A.$- 3\mathop i - 4\mathop j + 5\mathop k$
B.$3\mathop i + 4\mathop j + 11\mathop k$
C.$- 4\mathop i + 5\mathop j + 11\mathop k$
D.$7\mathop i + 9\mathop j + 11\mathop k$

Answer 1

Here, we have to use the concept of the perpendicular component and parallel component of the velocity of the image on a plane mirror to find out the vector of the velocity of the image. So by simply applying the formula of the perpendicular component and parallel component of the velocity of a vector, we will get the velocity of the image.

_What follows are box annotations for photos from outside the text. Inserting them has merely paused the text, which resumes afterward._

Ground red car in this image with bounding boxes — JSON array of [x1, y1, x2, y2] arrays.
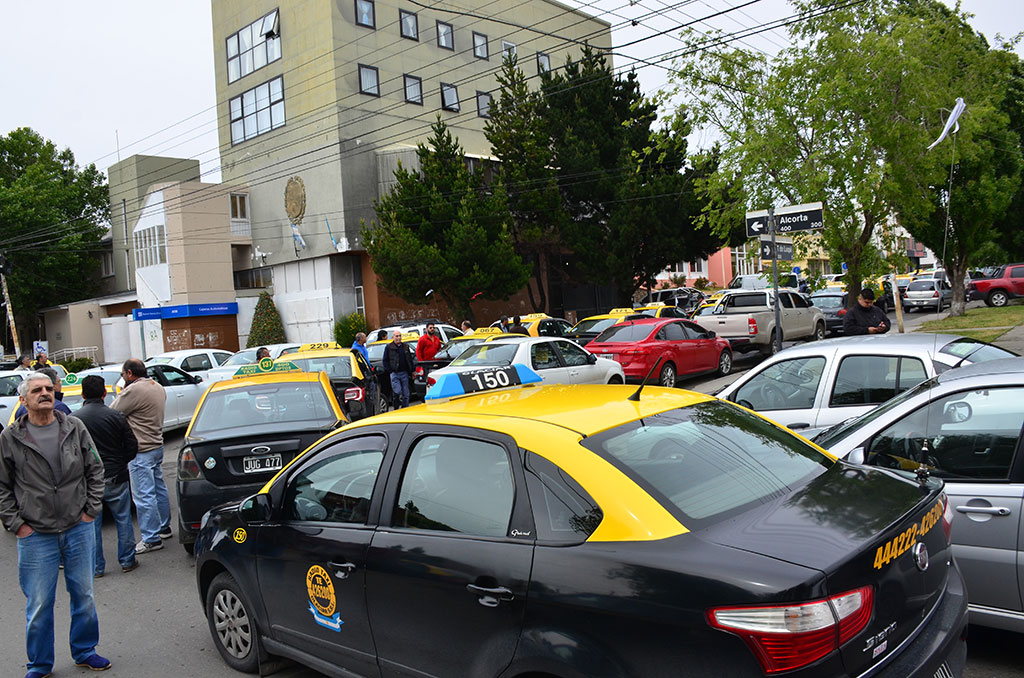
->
[[587, 317, 732, 386]]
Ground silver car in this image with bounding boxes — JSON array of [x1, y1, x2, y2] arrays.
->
[[718, 333, 1015, 432], [814, 358, 1024, 632]]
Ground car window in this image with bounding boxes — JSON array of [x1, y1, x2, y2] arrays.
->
[[282, 435, 387, 523], [865, 387, 1024, 479], [828, 355, 927, 408], [529, 341, 562, 370], [730, 355, 825, 412], [391, 435, 515, 537], [526, 452, 604, 543], [181, 353, 213, 372], [581, 400, 834, 529], [556, 341, 590, 368]]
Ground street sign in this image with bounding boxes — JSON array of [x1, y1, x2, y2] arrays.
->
[[746, 203, 824, 238], [761, 238, 793, 261]]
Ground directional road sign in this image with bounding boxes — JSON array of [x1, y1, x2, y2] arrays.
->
[[761, 238, 793, 261], [746, 203, 824, 238]]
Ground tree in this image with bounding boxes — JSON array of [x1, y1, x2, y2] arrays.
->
[[246, 292, 288, 348], [364, 116, 529, 321], [0, 127, 110, 345], [675, 0, 999, 300], [542, 46, 724, 303]]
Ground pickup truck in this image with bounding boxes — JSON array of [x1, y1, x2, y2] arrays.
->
[[967, 263, 1024, 306], [698, 290, 825, 354]]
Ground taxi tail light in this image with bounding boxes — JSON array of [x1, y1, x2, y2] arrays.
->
[[178, 448, 203, 480], [708, 586, 874, 674]]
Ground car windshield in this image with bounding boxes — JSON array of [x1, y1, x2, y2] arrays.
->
[[581, 400, 833, 529], [452, 341, 519, 368], [812, 377, 938, 450], [285, 355, 352, 379], [189, 382, 337, 437], [221, 348, 256, 368], [569, 317, 620, 334], [811, 296, 844, 308], [594, 323, 652, 342]]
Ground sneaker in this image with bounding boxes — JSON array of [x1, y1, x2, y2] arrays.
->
[[135, 542, 164, 555], [75, 652, 111, 671]]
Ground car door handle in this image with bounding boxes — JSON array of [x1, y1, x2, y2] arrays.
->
[[466, 584, 515, 607], [956, 506, 1010, 515], [327, 560, 355, 579]]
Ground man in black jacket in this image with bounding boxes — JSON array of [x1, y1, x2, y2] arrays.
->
[[843, 287, 892, 335], [74, 375, 138, 578]]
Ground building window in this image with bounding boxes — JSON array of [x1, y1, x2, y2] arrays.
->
[[355, 0, 377, 29], [476, 92, 490, 118], [537, 52, 551, 74], [441, 82, 459, 113], [473, 31, 489, 58], [227, 9, 281, 83], [359, 63, 381, 96], [398, 9, 420, 40], [228, 76, 285, 144], [437, 22, 455, 51], [402, 75, 423, 105]]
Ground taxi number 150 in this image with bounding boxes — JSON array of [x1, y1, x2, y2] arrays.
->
[[874, 502, 943, 569]]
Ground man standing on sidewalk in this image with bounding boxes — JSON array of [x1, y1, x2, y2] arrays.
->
[[75, 374, 138, 578], [0, 374, 111, 678], [111, 357, 172, 555]]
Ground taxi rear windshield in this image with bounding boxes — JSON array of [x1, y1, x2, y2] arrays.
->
[[191, 382, 337, 437], [582, 400, 834, 529]]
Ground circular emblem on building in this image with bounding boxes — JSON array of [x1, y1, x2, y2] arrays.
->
[[285, 176, 306, 225], [306, 565, 337, 617]]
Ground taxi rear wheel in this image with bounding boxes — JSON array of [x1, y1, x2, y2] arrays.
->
[[206, 573, 266, 673]]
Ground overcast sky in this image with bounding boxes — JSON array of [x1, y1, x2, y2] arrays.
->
[[0, 0, 1024, 186]]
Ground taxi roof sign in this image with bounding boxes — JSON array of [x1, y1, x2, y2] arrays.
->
[[234, 357, 302, 379], [424, 363, 542, 400]]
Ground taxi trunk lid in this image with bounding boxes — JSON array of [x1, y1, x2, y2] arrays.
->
[[706, 462, 951, 675]]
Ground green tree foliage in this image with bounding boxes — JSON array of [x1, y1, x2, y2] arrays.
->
[[542, 47, 724, 301], [246, 292, 288, 348], [365, 116, 529, 321], [0, 127, 110, 346], [334, 312, 370, 348]]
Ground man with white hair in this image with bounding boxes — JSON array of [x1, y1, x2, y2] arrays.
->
[[0, 373, 111, 678]]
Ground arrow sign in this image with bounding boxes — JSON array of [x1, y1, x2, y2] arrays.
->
[[746, 203, 824, 238]]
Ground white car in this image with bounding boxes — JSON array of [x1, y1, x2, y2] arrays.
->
[[145, 348, 231, 381], [206, 344, 300, 386], [427, 337, 626, 391]]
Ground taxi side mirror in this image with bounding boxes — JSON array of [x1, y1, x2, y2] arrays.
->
[[239, 495, 272, 524]]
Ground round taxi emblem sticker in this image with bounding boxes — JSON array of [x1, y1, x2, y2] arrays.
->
[[306, 565, 343, 631]]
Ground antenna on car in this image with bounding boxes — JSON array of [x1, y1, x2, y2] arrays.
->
[[626, 355, 665, 402]]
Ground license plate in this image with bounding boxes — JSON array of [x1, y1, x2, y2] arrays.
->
[[242, 455, 284, 473]]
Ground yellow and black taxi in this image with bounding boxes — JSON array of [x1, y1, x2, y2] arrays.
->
[[196, 365, 967, 678], [175, 364, 348, 553], [278, 341, 385, 421]]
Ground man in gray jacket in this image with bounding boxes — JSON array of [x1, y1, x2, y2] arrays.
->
[[0, 373, 111, 678]]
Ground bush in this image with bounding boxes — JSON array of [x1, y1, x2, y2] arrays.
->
[[60, 357, 95, 374], [334, 312, 368, 348], [246, 292, 288, 348]]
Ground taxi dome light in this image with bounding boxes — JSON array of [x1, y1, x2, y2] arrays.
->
[[424, 363, 542, 400]]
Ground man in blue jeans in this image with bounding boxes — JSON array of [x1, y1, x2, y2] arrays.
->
[[0, 373, 111, 678], [75, 374, 138, 578], [111, 357, 173, 555]]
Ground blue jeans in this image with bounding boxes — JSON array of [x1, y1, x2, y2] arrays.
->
[[17, 521, 99, 674], [391, 372, 409, 410], [92, 481, 135, 575], [128, 447, 171, 544]]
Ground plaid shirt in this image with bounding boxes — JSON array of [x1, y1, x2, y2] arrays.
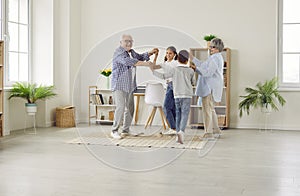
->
[[111, 46, 149, 93]]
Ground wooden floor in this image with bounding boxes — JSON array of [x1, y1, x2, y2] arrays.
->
[[0, 125, 300, 196]]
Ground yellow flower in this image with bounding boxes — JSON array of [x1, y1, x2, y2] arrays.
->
[[100, 68, 111, 77]]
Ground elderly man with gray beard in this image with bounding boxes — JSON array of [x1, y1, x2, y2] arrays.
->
[[111, 34, 158, 139]]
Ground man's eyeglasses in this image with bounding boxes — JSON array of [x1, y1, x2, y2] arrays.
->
[[123, 40, 133, 44]]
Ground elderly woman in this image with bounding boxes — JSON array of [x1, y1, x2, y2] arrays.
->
[[190, 38, 224, 139]]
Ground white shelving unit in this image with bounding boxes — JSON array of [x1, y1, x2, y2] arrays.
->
[[88, 86, 116, 125], [189, 48, 230, 128]]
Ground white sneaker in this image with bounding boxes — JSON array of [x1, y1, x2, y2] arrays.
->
[[176, 130, 184, 144], [162, 128, 177, 135], [110, 131, 121, 140]]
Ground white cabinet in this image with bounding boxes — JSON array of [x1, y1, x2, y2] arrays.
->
[[189, 48, 230, 128], [0, 41, 4, 136], [89, 86, 116, 125]]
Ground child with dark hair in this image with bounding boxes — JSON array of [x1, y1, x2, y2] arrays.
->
[[155, 46, 178, 134], [153, 50, 196, 144], [190, 38, 224, 139]]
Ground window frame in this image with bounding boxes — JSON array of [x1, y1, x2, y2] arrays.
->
[[2, 0, 32, 87], [276, 0, 300, 91]]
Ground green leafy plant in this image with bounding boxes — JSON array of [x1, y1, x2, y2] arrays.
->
[[203, 34, 217, 41], [239, 77, 286, 117], [9, 82, 57, 103]]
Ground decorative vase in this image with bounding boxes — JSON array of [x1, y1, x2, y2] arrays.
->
[[25, 103, 37, 116], [260, 104, 272, 131], [106, 76, 110, 89], [206, 41, 210, 48]]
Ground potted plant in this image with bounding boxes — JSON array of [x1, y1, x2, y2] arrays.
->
[[203, 34, 217, 48], [8, 82, 57, 115], [239, 77, 286, 117]]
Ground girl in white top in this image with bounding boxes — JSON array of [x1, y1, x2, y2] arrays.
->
[[152, 46, 178, 134], [190, 38, 224, 139]]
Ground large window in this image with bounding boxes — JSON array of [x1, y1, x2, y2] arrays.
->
[[0, 0, 30, 85], [278, 0, 300, 89]]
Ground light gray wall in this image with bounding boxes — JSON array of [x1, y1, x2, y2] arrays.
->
[[5, 0, 300, 135], [75, 0, 300, 129]]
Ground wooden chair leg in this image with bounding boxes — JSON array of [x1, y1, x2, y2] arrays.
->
[[159, 107, 166, 130], [150, 107, 157, 126], [145, 107, 156, 129]]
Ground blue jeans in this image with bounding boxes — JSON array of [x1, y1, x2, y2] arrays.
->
[[175, 98, 192, 132], [164, 82, 176, 129]]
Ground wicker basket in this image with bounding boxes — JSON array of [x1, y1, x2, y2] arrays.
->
[[56, 106, 75, 127]]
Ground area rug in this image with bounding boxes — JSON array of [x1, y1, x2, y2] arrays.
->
[[67, 133, 207, 149]]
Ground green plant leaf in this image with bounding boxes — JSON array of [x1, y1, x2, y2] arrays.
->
[[239, 77, 286, 117]]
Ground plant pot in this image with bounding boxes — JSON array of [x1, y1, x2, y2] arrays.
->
[[25, 103, 37, 115], [206, 41, 210, 48]]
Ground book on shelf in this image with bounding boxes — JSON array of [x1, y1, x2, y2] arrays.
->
[[91, 94, 104, 105]]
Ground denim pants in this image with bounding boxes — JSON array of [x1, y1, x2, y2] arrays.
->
[[112, 90, 134, 132], [175, 98, 192, 132], [164, 82, 176, 129], [202, 94, 219, 133]]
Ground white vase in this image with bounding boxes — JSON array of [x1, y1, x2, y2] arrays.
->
[[25, 103, 37, 115]]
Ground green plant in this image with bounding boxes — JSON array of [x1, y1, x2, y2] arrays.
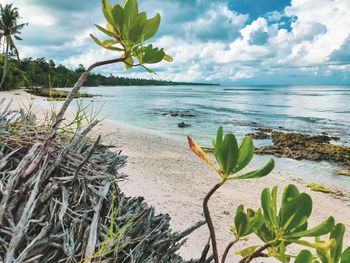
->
[[188, 127, 275, 263], [188, 127, 350, 263], [51, 0, 172, 144], [90, 0, 172, 72], [0, 4, 27, 90], [231, 185, 350, 263]]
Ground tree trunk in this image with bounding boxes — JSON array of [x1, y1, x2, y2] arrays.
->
[[0, 43, 9, 90]]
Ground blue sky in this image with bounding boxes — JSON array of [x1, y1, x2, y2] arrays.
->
[[2, 0, 350, 85]]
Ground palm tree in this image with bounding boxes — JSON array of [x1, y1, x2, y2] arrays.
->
[[0, 4, 27, 90]]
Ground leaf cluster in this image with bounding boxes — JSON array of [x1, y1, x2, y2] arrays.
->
[[188, 127, 275, 183], [231, 185, 350, 263], [90, 0, 173, 73]]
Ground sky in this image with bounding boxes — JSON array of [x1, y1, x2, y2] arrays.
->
[[1, 0, 350, 85]]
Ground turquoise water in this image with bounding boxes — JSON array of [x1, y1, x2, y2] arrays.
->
[[60, 86, 350, 190]]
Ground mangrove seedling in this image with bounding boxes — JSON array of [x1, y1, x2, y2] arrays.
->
[[188, 127, 275, 263], [230, 185, 350, 263], [52, 0, 173, 142]]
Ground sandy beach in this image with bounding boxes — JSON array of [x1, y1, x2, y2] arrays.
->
[[0, 91, 350, 262]]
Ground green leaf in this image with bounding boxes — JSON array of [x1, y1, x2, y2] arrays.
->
[[143, 13, 160, 41], [229, 159, 275, 180], [102, 0, 116, 27], [235, 212, 248, 238], [163, 54, 174, 62], [90, 34, 103, 47], [95, 24, 116, 37], [124, 57, 134, 69], [235, 136, 254, 172], [329, 224, 345, 262], [234, 246, 260, 257], [286, 216, 336, 238], [129, 12, 147, 43], [294, 250, 313, 263], [214, 126, 224, 147], [279, 193, 312, 231], [340, 247, 350, 263], [124, 0, 139, 28], [261, 187, 278, 228], [215, 133, 238, 175], [90, 34, 123, 51], [140, 65, 157, 74], [111, 5, 127, 38]]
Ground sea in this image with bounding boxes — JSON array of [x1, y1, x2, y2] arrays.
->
[[56, 85, 350, 191]]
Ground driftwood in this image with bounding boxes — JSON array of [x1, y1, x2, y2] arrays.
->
[[0, 100, 206, 263]]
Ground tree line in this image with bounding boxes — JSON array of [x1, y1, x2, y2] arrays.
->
[[0, 57, 216, 89]]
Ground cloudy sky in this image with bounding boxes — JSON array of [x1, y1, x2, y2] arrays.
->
[[1, 0, 350, 84]]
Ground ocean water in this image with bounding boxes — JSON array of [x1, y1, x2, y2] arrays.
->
[[60, 86, 350, 191]]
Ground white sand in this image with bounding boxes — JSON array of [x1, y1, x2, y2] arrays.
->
[[0, 92, 350, 262]]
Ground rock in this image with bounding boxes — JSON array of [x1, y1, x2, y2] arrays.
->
[[256, 127, 273, 133], [307, 183, 336, 194], [177, 122, 191, 128], [335, 170, 350, 176], [256, 131, 350, 166], [201, 147, 215, 153], [158, 111, 196, 118], [247, 131, 271, 140]]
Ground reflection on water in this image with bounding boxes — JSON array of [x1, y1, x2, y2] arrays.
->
[[52, 86, 350, 190]]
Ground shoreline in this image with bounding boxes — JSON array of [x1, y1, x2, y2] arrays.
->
[[0, 91, 350, 262]]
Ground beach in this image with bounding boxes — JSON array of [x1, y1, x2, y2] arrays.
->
[[0, 91, 350, 262]]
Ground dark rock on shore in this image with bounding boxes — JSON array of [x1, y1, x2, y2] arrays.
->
[[25, 88, 93, 100], [247, 131, 271, 140], [256, 132, 350, 166], [256, 127, 273, 133], [177, 122, 191, 128], [159, 111, 196, 118]]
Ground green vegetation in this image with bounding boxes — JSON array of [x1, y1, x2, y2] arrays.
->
[[188, 127, 350, 263], [0, 57, 217, 89], [0, 4, 26, 90], [307, 183, 335, 194]]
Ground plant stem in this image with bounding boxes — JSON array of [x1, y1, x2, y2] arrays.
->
[[203, 182, 223, 263], [22, 58, 125, 177], [221, 239, 239, 263], [239, 243, 271, 263], [51, 58, 125, 140], [0, 41, 9, 90]]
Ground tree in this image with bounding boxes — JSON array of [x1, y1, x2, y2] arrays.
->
[[0, 4, 27, 90]]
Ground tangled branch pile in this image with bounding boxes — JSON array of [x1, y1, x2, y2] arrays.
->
[[0, 100, 204, 263]]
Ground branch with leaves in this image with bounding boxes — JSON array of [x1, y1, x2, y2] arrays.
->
[[188, 127, 275, 263], [188, 127, 350, 263]]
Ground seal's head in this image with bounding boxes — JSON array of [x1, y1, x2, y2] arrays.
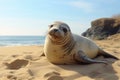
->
[[48, 21, 71, 41]]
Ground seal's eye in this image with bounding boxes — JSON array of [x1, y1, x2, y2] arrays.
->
[[63, 28, 67, 33], [49, 25, 53, 28]]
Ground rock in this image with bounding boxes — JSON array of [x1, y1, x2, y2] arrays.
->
[[82, 18, 120, 40]]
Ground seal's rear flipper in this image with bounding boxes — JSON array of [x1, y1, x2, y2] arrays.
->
[[98, 49, 119, 60], [74, 51, 107, 64]]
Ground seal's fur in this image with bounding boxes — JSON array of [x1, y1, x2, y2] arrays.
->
[[44, 22, 117, 64]]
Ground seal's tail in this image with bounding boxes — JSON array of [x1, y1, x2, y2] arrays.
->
[[98, 49, 119, 60]]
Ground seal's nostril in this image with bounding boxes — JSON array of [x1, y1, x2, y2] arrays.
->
[[54, 29, 58, 32]]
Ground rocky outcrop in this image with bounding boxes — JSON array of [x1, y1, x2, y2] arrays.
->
[[82, 18, 120, 40]]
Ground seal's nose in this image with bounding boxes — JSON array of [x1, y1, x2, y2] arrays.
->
[[53, 29, 58, 32]]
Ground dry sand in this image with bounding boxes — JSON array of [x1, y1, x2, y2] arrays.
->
[[0, 34, 120, 80]]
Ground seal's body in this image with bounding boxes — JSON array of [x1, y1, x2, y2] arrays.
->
[[44, 22, 117, 64]]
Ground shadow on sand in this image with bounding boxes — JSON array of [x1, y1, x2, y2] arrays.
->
[[58, 58, 118, 80]]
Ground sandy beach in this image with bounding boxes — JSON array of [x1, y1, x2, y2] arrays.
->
[[0, 34, 120, 80]]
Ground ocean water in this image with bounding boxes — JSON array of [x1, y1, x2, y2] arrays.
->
[[0, 36, 45, 46]]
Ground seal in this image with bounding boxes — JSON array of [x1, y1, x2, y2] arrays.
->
[[44, 21, 118, 64]]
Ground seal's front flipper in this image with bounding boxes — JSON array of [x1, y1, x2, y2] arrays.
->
[[74, 51, 107, 64], [98, 49, 119, 60]]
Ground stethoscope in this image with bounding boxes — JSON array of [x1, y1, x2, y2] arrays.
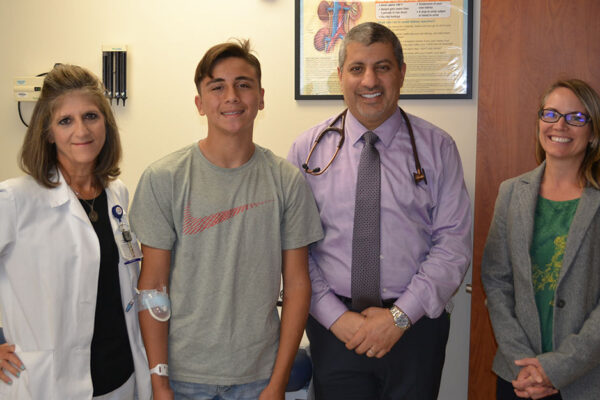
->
[[302, 107, 427, 185]]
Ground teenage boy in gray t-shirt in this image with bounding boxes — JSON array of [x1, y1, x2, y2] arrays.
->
[[130, 41, 323, 400]]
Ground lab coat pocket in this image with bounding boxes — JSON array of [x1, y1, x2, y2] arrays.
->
[[0, 346, 54, 400]]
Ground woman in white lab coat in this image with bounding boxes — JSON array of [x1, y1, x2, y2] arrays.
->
[[0, 65, 151, 400]]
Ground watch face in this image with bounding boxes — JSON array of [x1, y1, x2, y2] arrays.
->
[[396, 313, 410, 328], [390, 306, 410, 329]]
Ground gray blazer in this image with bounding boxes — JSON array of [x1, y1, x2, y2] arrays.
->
[[481, 164, 600, 400]]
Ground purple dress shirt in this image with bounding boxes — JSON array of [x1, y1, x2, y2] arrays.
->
[[288, 110, 472, 329]]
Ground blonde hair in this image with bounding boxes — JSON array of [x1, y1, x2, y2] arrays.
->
[[535, 79, 600, 189], [19, 65, 122, 188]]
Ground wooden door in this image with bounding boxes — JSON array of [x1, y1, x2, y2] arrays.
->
[[469, 0, 600, 400]]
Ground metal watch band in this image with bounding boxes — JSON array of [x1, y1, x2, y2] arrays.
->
[[150, 364, 169, 376]]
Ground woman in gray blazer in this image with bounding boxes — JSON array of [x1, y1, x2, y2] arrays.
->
[[482, 79, 600, 400]]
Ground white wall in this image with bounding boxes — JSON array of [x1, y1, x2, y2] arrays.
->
[[0, 0, 480, 400]]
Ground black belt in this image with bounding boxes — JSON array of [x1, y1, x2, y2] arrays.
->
[[336, 294, 398, 309]]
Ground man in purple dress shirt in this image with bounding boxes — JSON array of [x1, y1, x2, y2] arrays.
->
[[288, 23, 472, 400]]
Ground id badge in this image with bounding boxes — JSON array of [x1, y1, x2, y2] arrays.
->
[[112, 206, 142, 264]]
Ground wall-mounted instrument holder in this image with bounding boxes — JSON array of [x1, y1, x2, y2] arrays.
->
[[102, 45, 127, 107]]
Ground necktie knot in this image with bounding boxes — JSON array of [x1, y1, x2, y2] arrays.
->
[[363, 131, 379, 146]]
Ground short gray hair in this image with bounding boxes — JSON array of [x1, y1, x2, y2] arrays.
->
[[338, 22, 404, 69]]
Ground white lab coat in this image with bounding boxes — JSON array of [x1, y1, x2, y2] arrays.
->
[[0, 175, 152, 400]]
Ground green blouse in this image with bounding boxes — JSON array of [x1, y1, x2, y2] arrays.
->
[[530, 196, 579, 353]]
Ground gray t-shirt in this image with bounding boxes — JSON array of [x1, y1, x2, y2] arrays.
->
[[130, 143, 323, 385]]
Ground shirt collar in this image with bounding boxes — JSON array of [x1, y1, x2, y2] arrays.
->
[[345, 108, 405, 147]]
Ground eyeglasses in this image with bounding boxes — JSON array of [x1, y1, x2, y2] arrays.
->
[[538, 108, 591, 126]]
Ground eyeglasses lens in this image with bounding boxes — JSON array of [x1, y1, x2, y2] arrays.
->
[[539, 110, 588, 126]]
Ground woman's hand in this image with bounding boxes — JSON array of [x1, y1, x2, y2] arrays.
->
[[512, 358, 558, 399], [0, 343, 25, 385]]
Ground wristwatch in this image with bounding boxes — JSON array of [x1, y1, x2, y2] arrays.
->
[[390, 305, 412, 329], [150, 364, 169, 376]]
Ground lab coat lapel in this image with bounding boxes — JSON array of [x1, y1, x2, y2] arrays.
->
[[49, 170, 91, 226]]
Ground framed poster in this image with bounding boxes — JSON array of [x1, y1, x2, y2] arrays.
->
[[295, 0, 473, 100]]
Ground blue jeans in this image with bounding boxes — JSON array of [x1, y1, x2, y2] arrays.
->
[[171, 379, 269, 400]]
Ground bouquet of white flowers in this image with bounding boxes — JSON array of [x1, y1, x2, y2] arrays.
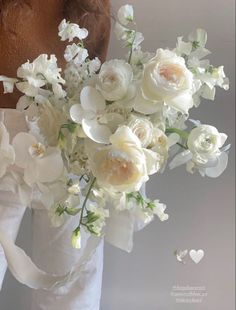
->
[[0, 5, 229, 254]]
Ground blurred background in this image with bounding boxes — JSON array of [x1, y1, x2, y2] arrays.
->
[[0, 0, 235, 310]]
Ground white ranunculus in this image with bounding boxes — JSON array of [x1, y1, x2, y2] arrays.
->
[[128, 116, 153, 148], [0, 122, 15, 178], [0, 75, 18, 94], [118, 4, 134, 26], [187, 125, 227, 164], [12, 132, 64, 186], [97, 59, 133, 101], [70, 86, 112, 143], [87, 126, 151, 193], [58, 19, 88, 42], [135, 49, 193, 114]]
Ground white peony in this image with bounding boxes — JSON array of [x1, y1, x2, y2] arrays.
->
[[118, 4, 134, 26], [128, 116, 153, 148], [0, 122, 15, 178], [187, 125, 227, 164], [58, 19, 88, 42], [88, 126, 156, 193], [70, 86, 112, 143], [97, 59, 133, 101], [12, 132, 64, 186], [135, 49, 193, 114]]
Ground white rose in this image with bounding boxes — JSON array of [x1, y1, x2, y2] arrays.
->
[[135, 49, 193, 114], [37, 103, 67, 146], [118, 4, 134, 25], [187, 125, 227, 164], [128, 116, 153, 147], [97, 59, 133, 101], [0, 122, 15, 178], [87, 126, 148, 193]]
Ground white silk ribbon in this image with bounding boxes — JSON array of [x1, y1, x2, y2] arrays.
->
[[0, 230, 101, 290]]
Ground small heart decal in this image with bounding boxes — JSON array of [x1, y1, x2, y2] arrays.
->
[[189, 250, 205, 264]]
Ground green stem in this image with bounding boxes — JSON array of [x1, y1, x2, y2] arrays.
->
[[74, 178, 96, 232], [176, 142, 188, 150], [128, 32, 136, 64]]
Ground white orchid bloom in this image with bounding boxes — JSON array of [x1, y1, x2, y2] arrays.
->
[[12, 132, 64, 186], [70, 86, 112, 144], [58, 19, 88, 42], [0, 122, 15, 178]]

Complete step-by-step answer:
Let $\mathop {{{\rm{V}}_{\rm{p}}}}\limits^ \to$be the velocity of the plane. Therefore,$\mathop {{{\rm{V}}_{\rm{p}}}}\limits^ \to {\rm{ = }}4\mathop i + 5\mathop j + 8\mathop k$
Let $\mathop {{{\rm{V}}_{\rm{o}}}}\limits^ \to$ be the velocity of the object. Therefore, $\mathop {{{\rm{V}}_{\rm{o}}}}\limits^ \to {\rm{ = }}3\mathop i + 4\mathop j + 5\mathop k$
Let $\mathop {{{\rm{V}}_{\rm{i}}}}\limits^ \to$be the velocity of the image which we have to find.
So by using the concept of the perpendicular component of the velocity of an image on a plane mirror we will get the perpendicular component of the velocity of the image. Therefore, we know that the perpendicular component of the velocity of a plane is equal to the average of the perpendicular component of the velocity of the image and the object. So, we get
${\left( {\mathop {{{\rm{V}}_{\rm{p}}}}\limits^ \to } \right)_ \bot } = \dfrac{{{{\left( {\mathop {{{\rm{V}}_{\rm{i}}}}\limits^ \to } \right)}_ \bot } + {{\left( {\mathop {{{\rm{V}}_{\rm{o}}}}\limits^ \to } \right)}_ \bot }}}{2}$
So by solving this, we will get the perpendicular i.e. z component of the velocity of the image.
$\Rightarrow 8 = \dfrac{{{{\left( {\mathop {{{\rm{V}}_{\rm{i}}}}\limits^ \to } \right)}_ \bot } + 5}}{2}$
$\Rightarrow {\left( {\mathop {{{\rm{V}}_{\rm{i}}}}\limits^ \to } \right)_ \bot } = 11$
So, $11\mathop k$ is the z component of the velocity of the image.
Now we have to use the concept of the parallel component of the velocity of the image on a plane mirror then we will get the parallel components of the velocity of the image. Therefore, we know that the parallel component of the velocity of the image always remains equal to the parallel component of the velocity of the object itself. So, we get
${\left( {\mathop {{{\rm{V}}_{\rm{o}}}}\limits^ \to } \right)_\parallel } = {\left( {\mathop {{{\rm{V}}_{\rm{i}}}}\limits^ \to } \right)_\parallel }$
Therefore, the x and y component of the image will remain the same as that of the x and y component of the velocity of the object i.e. $3\mathop i$ and $4\mathop j$ respectively.
Therefore the velocity of the image is $\mathop {{{\rm{V}}_{\rm{i}}}}\limits^ \to {\rm{ = }}3\mathop i + 4\mathop j + 11\mathop k$
Hence, option B is the correct option.

Note: We should know that Vectors have three components i.e. x component, y component and z component and all the three components of the vectors are perpendicular to each other. A mirror is a plane that has only x and y components. That is why the x and y component of the image remained the same as that of the x and y component of the object but the perpendicular component of the image varied. The concept of the velocity of the image on a plane mirror states that the parallel components of the image remain the same as that of the object velocity components and the perpendicular component of the velocity of the image is different from the perpendicular component of the velocity of the object.